Al cabo de un tiempo, lo tuvieron que internar en un hospital especializado en deficiencias psíquicas, ya que se mantenía impasible ante todo y lo tenían que alimentar artificialmente. Su reacción ante la comida era muy curiosa. Cuando le ponían algo de comer delante, lo cogía y hacía el ademán de tirarlo por la ventana. No era agresivo ni nada, simplemente tenía esa manía.

Un día de visita, cuando Amparo entró por la puerta, su hijo la miró. Ella se asustó porque hacía semanas que estaba en estado catatónico. Se acercó a él y le preguntó si se encontraba bien. Roberto pronunció una sola palabra: «libro». Ella le preguntó de nuevo qué era lo que había dicho y volvió a decir lo mismo: «libro».

Llamó a los médicos y les consultó si debía o no traer el libro. Ellos le dijeron que de ninguna manera que, si volvía a leer cualquier cosa, seguro que empeoraba.

Regresó a su casa muy apenada. Por una parte, su vida había cambiado de una manera radical. Nadie le pegaba ni le gritaba y se sentía bien por eso. Por otra parte, se odiaba a sí misma por sentir alivio al no estar su hijo en casa.

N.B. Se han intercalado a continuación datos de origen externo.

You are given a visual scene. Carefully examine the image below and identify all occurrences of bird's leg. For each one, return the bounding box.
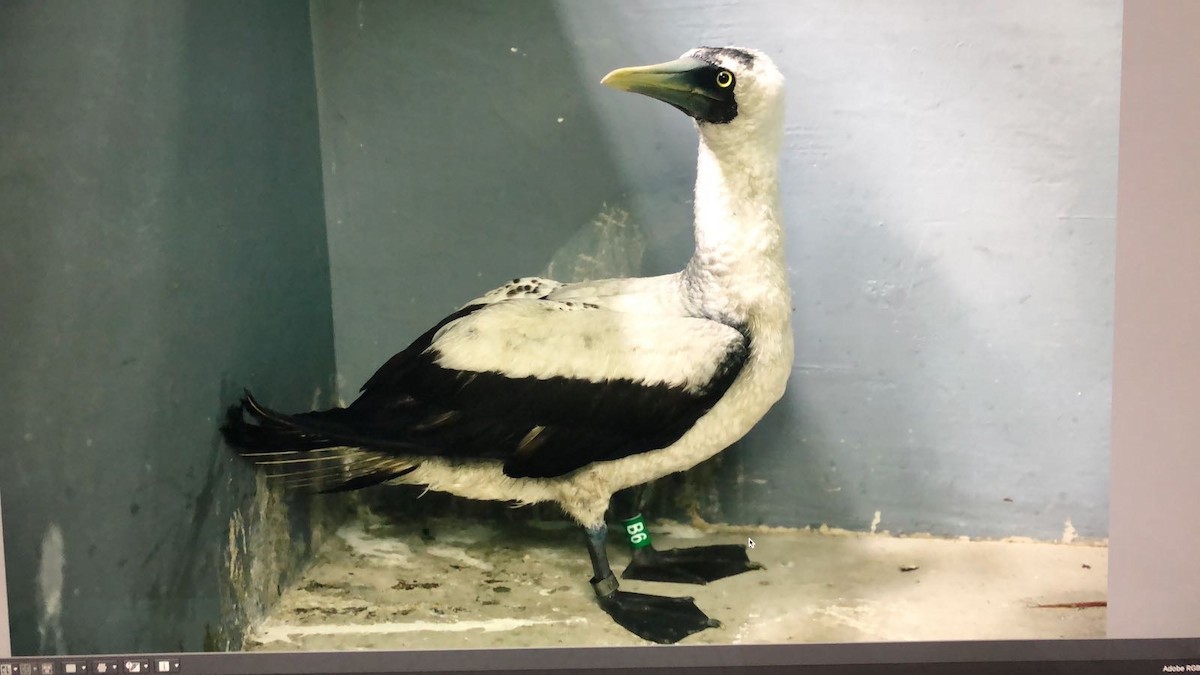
[584,524,720,645]
[613,485,763,584]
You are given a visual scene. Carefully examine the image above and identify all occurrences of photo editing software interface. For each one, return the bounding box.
[0,0,1200,675]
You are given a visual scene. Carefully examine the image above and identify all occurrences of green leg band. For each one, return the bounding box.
[622,514,650,550]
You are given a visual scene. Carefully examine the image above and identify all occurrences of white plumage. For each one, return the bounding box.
[224,48,792,641]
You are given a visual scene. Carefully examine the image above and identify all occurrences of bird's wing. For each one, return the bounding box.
[342,293,749,477]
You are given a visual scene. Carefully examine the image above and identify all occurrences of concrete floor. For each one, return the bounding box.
[246,511,1108,651]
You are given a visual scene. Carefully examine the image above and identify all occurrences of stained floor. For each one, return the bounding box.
[246,519,1108,651]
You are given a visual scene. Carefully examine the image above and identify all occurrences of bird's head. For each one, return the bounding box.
[600,47,784,148]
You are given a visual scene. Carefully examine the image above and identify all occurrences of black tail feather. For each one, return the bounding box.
[221,392,416,492]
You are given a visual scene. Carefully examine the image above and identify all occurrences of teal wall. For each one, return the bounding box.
[313,0,1122,539]
[0,0,334,655]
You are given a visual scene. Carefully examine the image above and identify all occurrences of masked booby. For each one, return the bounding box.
[222,47,792,643]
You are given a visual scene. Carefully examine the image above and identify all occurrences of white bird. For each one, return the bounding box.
[223,47,793,643]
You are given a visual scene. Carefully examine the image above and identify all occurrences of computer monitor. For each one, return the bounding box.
[0,2,1196,675]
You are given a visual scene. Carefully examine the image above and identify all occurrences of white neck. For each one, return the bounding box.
[683,133,791,324]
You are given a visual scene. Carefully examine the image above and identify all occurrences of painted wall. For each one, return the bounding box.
[313,0,1121,539]
[0,1,334,655]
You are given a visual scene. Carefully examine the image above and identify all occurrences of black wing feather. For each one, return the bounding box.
[223,299,749,478]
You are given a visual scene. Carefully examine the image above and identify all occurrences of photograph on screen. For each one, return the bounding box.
[0,0,1122,656]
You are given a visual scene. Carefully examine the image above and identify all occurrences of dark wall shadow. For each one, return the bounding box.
[0,1,334,655]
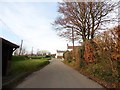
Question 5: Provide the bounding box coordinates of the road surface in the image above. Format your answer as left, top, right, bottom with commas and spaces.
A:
16, 59, 103, 88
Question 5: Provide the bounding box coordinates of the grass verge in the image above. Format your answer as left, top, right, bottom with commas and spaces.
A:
2, 58, 49, 88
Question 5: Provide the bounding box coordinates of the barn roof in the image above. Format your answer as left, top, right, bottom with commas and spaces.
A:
57, 50, 65, 53
0, 37, 19, 48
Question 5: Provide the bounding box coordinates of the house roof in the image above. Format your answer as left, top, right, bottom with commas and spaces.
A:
0, 37, 19, 48
57, 50, 65, 53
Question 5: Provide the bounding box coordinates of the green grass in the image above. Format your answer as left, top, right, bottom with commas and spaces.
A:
11, 58, 49, 74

Cuando llegó a su hogar y entró en la habitación de su Roberto para limpiar, observó el misterioso libro encima de la cama. De inmediato, lo cogió y lo tiró a la papelera. Algo se deslizó entre las páginas y cayó al suelo. Era una nota, pero diferente a la anterior. La cogió y se dispuso a leerla. Decía así: «Disfruta de la vejez en calma, amor mío».



Esta vez, la nota sí tenía una firma. La miró y, a primera vista, el trazo le resultó familiar.

Se detuvo unos instantes a observarla.

Se quedó paralizada al comprobar que aquella rúbrica era de su difunto marido.